Mani Raj Paneru, N Anas Mohamed, V Melbin Department of Biomedical Engineering Dhanalakshmi Srinivasan Engineering College, Perambalur, Tamil Nadu

Abstract:- Powered hand Prostheses with many degrees of freedom are moving from research in to the market for prosthetics. In order to make use of the prostheses full functionality, it is essential to study efficient ways of high dimensional myoelectric control and add some more features to it. The signal taken from the normal hand is given to the servos to make prostheses. This make it more efficient, and real time monitoring allows us to locate and diagnose the patient when he is in need. The development of Telematics prosthetic module using the Global Positioning System (GPS) and Global System for Mobile Communications (GSM) modem is undertaken with the aim of enabling to locate the user (patient) with easy and in a convenient manner. The system will provide the patient to track remotely through the mobile network. This paper describes the development of the Telematics module hardware prototype. Especially, the system will utilize GPS to obtain a patient location and transmit it using GSM modem to the family or doctor number through the mobile network. The proposed system will also be able to identify the accident of patient. Our analysis indicates the visual feedback, control accuracy benefits from filters that reject high EMG amplitudes. In summary, we conclude the findings on myoelectric control principles, virtual tasks can be transferred to real life prosthetic applications.

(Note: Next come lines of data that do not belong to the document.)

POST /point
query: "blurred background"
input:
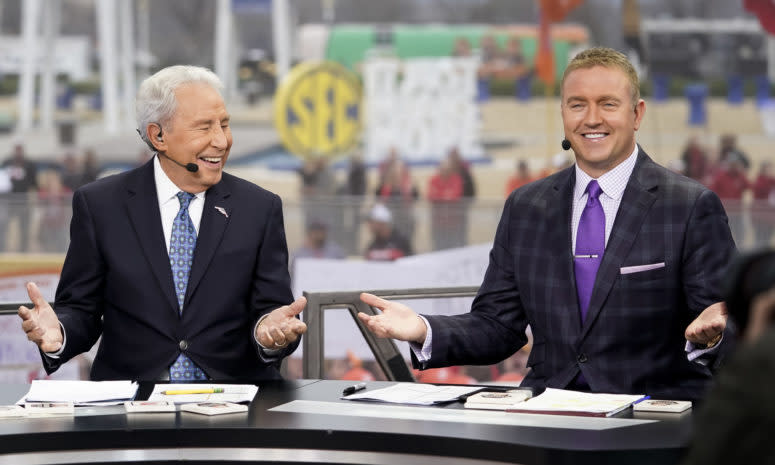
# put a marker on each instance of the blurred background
(393, 130)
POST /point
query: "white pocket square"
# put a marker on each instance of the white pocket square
(639, 268)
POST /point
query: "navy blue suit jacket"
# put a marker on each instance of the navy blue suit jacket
(632, 340)
(117, 282)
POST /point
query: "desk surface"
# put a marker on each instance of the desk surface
(292, 433)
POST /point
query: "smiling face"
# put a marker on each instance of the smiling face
(600, 117)
(198, 132)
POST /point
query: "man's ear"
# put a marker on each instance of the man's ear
(154, 133)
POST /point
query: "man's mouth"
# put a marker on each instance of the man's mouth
(211, 161)
(595, 135)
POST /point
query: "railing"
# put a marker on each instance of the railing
(29, 223)
(385, 352)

KeywordsEMG; Pulse rate; LM35; Arduino; Servo Motor; GPS; GSM; Cellphone


    There have been many different approaches taken in the development of an effective prosthetic hand. Human hand is an indispensable organ of human structure, function, and expression. It is capable of producing complex and expressive articulations. It is a daunting challenge for robotic hand designers to emulate human hand in the applications of prosthetics and robot planning due to the complex neurophysiology of human hand [2]. The acquisition of multiple biosignal makes accurate to control prosthetic and can be detected a critical condition of patient if one of the biosignal is abnormal. Using of GPS and GSM system sends the user location and physical data automatically when he needs. With 3D printed prosthetics gaining popularity with the advent of consumer level 3D printers, practical applications of these prosthetics have also been increasing. Therefore, developing a 3D printable hand that is easy to assemble and control in a non-professional setting with commonplace products such as smartphones is vital for the average amputee [4]. This paper introduces the technology used to track the user and interface it to send the data and location. The motions can be controlled by the user by moving our hand in any direction [3].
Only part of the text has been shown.